Cardiovascular and metabolic changes in insular infarcts: a delayed phenomenon?

M Pasquini 1,2, D Leys 1,2
PMCID: PMC2117495  PMID: 16788012

Short abstract

Aggressive monitoring of electrocardiogram, blood pressure and blood glucose levels after 72 h in patients with insular infarcts is crucial in identifying whether they are prone to develop arrhythmias, hyperglycaemia and hypertension after the onset of stroke.


Infarction of the insular cortex may be associated with autonomic sympathetic activation, leading to repolarisation changes and arrhythmias.1 Moreover, the involvement of the insular cortex in the infarct area has been reported to be associated with a higher frequency of hyperglycaemia, and this association does not depend on the volume of the lesion, or pre‐existing diabetes mellitus.2 Patients with insular infarcts also show a marked increase in nocturnal blood pressure, and higher serum norepinephrine concentrations.3 By contrast, in the article by Pettersen et al4(see p 885), insular infarcts are not associated with higher levels of blood pressure or serum glucose. How may one reconcile these differences?
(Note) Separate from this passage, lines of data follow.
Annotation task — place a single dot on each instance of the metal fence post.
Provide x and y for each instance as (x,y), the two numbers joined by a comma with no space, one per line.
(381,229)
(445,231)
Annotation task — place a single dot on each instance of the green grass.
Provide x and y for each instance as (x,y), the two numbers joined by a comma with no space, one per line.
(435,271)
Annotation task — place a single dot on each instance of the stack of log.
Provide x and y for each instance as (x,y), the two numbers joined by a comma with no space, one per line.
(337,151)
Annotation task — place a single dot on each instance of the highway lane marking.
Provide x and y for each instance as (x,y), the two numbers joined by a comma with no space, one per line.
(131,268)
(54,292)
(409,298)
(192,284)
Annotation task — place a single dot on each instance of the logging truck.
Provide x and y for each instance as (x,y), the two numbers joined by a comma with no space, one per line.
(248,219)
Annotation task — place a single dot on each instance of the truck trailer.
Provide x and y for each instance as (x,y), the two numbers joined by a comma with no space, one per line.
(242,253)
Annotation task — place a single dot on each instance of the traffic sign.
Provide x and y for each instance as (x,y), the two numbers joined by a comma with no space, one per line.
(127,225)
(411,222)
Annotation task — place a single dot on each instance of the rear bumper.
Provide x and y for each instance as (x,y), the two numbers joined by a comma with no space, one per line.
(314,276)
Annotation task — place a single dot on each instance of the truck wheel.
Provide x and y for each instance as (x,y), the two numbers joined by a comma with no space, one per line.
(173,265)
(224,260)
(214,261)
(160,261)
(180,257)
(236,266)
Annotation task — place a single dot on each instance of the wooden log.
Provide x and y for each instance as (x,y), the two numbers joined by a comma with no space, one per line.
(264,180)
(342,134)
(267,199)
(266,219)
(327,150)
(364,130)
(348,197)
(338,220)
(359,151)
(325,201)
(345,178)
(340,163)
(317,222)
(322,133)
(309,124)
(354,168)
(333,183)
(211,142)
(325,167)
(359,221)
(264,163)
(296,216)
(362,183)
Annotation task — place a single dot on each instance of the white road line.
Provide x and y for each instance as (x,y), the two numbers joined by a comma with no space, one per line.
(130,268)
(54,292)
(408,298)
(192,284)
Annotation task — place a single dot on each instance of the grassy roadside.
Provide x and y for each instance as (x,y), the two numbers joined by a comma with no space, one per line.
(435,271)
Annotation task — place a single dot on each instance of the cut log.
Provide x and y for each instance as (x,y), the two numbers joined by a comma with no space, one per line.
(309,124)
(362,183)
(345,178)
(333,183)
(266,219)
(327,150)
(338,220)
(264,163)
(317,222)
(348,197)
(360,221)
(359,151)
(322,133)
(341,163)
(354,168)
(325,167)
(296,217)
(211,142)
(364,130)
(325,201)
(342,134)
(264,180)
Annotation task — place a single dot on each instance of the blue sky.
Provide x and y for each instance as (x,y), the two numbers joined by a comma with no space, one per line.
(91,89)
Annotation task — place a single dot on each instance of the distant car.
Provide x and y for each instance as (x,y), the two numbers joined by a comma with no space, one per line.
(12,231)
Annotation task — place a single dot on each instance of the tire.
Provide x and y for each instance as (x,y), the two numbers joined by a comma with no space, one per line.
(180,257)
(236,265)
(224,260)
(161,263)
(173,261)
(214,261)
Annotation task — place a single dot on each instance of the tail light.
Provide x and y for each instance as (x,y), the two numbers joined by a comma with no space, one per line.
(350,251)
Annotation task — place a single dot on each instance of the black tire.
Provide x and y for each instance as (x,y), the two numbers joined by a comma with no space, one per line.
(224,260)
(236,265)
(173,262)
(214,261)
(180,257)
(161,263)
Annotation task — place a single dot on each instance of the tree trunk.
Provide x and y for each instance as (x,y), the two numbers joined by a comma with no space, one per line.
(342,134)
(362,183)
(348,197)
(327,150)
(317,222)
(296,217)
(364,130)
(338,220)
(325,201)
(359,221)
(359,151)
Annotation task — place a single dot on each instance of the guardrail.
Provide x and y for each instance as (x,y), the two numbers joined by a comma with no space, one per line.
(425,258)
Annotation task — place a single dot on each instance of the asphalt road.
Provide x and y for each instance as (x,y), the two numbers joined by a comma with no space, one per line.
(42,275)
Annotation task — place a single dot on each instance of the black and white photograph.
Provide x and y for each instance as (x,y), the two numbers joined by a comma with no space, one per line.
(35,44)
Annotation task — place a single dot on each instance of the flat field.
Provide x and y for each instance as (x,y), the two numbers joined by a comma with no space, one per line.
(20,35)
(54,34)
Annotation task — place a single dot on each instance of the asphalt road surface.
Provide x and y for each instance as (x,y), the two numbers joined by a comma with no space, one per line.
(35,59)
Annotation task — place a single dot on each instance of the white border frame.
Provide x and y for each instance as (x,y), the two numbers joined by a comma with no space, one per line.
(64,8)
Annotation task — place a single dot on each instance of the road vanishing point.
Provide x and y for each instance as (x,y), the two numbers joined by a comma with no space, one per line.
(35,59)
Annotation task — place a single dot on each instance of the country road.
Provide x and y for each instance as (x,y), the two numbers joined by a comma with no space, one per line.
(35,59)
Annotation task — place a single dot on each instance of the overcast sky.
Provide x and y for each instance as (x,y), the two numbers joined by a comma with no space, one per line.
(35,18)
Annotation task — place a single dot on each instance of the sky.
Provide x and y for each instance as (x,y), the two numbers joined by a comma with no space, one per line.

The Pettersen study does have a methodological limitation: as all the patients underwent thrombolytic treatment, patients with systolic blood pressure higher than 180 mm Hg or blood glucose levels higher than 8.88 mmol/l were excluded. This limitation, however, is unlikely to explain the differences between the results of the Pettersen study and those of previous studies.

A major strength of this study is that all the patients were assessed within 3 h after the onset of stroke, but if autonomic changes are the consequence of the insular lesion, they are likely to appear with some delay after the onset of stroke, and not immediately. The lack of association between insular infarcts and high blood pressure or serum glucose levels may be because of including patients within 3 h of the onset of stroke—that is, before the changes can occur. Similar results have been found in the Prevention of Ischemic Events by Early Treatment of Cerivastatin Study,5 in which an analysis of the electrocardiogram (ECG) recorded at admission, with a median delay of 3 h after the onset of stroke, did not show any association between the presence of insular infarcts and ECG changes.1 The results of Prevention of Ischemic Events by Early Treatment of Cerivastatin Study, compared with those of previous studies, in which ECG changes were recorded up to 72 h after the onset of stroke, suggest that ECG changes have a delayed appearance.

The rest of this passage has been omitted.